Concernant la théorie qui reposait sur la croyance en l’immortalité d’une âme ne quittant le corps que pour se retrouver sous une forme animale, végétale ou humaine, il avait trouvé tout et son contraire. Autant de versions que de peuples et de religions.
De tout temps la réincarnation était le grand favori des croyants, bien avant l’arrivée sur Terre d’un homme providentiel. On la retrouvait à tous les coins de rue, de l’Afrique à l’Asie, en passant par le Dorsetshire et le Bengale. Un sacré bazar que chacun s’appropriait, adoptait et adaptait selon son idéologie rituelle ou spirituelle.

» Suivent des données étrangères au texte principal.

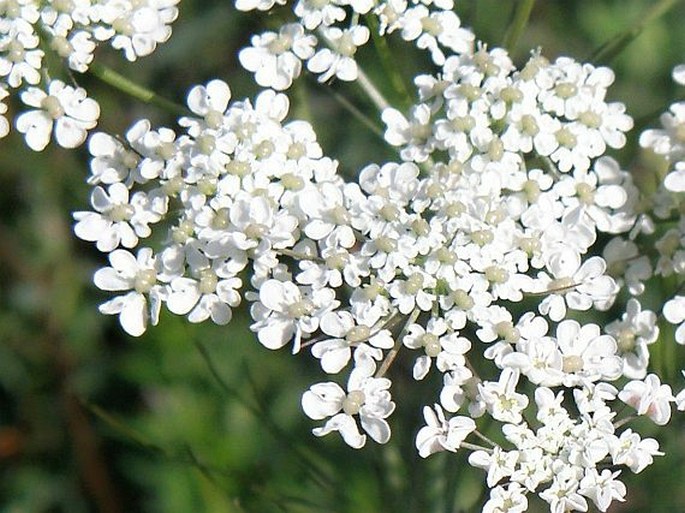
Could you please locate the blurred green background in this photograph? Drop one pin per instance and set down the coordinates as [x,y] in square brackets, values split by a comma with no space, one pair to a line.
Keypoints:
[203,418]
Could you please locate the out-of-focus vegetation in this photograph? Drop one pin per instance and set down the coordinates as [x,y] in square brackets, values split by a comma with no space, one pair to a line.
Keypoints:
[203,418]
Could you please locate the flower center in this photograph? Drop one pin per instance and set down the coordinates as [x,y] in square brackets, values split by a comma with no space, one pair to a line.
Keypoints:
[281,44]
[431,345]
[572,363]
[52,106]
[353,402]
[145,280]
[121,212]
[208,281]
[358,334]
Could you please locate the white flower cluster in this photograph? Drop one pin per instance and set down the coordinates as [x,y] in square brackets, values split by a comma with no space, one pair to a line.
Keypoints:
[472,255]
[669,205]
[328,33]
[71,30]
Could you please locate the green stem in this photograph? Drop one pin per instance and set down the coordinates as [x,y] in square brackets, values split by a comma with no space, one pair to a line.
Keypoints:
[388,61]
[308,465]
[123,84]
[371,90]
[352,109]
[518,24]
[614,46]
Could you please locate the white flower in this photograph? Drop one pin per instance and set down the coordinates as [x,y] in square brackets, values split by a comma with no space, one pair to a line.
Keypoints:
[430,28]
[66,110]
[139,276]
[675,180]
[20,58]
[499,463]
[339,60]
[578,286]
[440,434]
[586,354]
[318,12]
[4,124]
[366,397]
[649,397]
[633,333]
[635,453]
[602,488]
[674,312]
[118,220]
[501,398]
[284,313]
[511,499]
[136,27]
[276,58]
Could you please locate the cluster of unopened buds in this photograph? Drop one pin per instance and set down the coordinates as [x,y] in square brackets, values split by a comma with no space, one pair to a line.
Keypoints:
[474,254]
[70,30]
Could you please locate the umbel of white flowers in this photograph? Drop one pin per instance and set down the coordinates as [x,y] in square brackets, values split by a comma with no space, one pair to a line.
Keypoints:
[500,190]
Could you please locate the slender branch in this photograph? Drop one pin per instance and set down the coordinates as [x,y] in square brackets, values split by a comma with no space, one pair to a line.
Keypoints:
[393,352]
[303,459]
[484,438]
[358,114]
[614,46]
[518,24]
[123,84]
[623,422]
[371,90]
[388,60]
[474,447]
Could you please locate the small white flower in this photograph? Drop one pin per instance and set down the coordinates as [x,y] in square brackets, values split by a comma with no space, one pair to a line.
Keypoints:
[136,27]
[118,220]
[366,397]
[285,313]
[674,311]
[339,60]
[63,109]
[276,58]
[138,275]
[649,397]
[440,434]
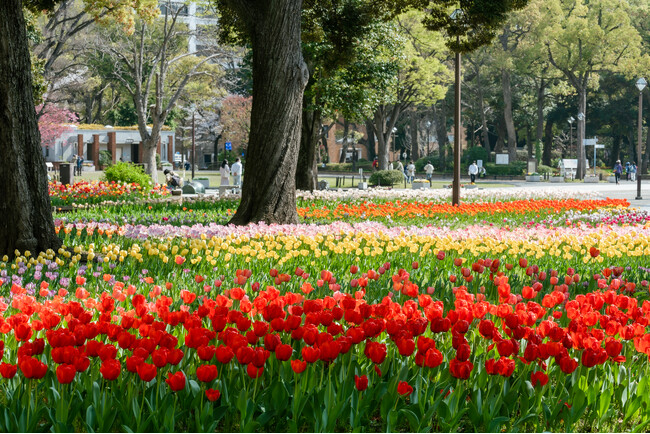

Quant aux récits, aux preuves et aux témoignages, qui auraient dû être pléthoriques, ils faisaient figure de parents pauvres. Rien de sérieux à se mettre sous la dent, et un seul chercheur digne de ce nom, un certain Stevenson. Ce psychiatre avait fait de la recherche d’indices en matière de réincarnation sa spécialité. Tout ça pour finir par dire, onze années après la première publication de son ouvrage : « Qu’ils soient pris individuellement ou dans leur globalité, ces exemples ne constituent pas un commencement de preuve de la réincarnation. » Même si, pour la plupart des cas étudiés : « La métempsycose reste l’explication la plus vraisemblable. »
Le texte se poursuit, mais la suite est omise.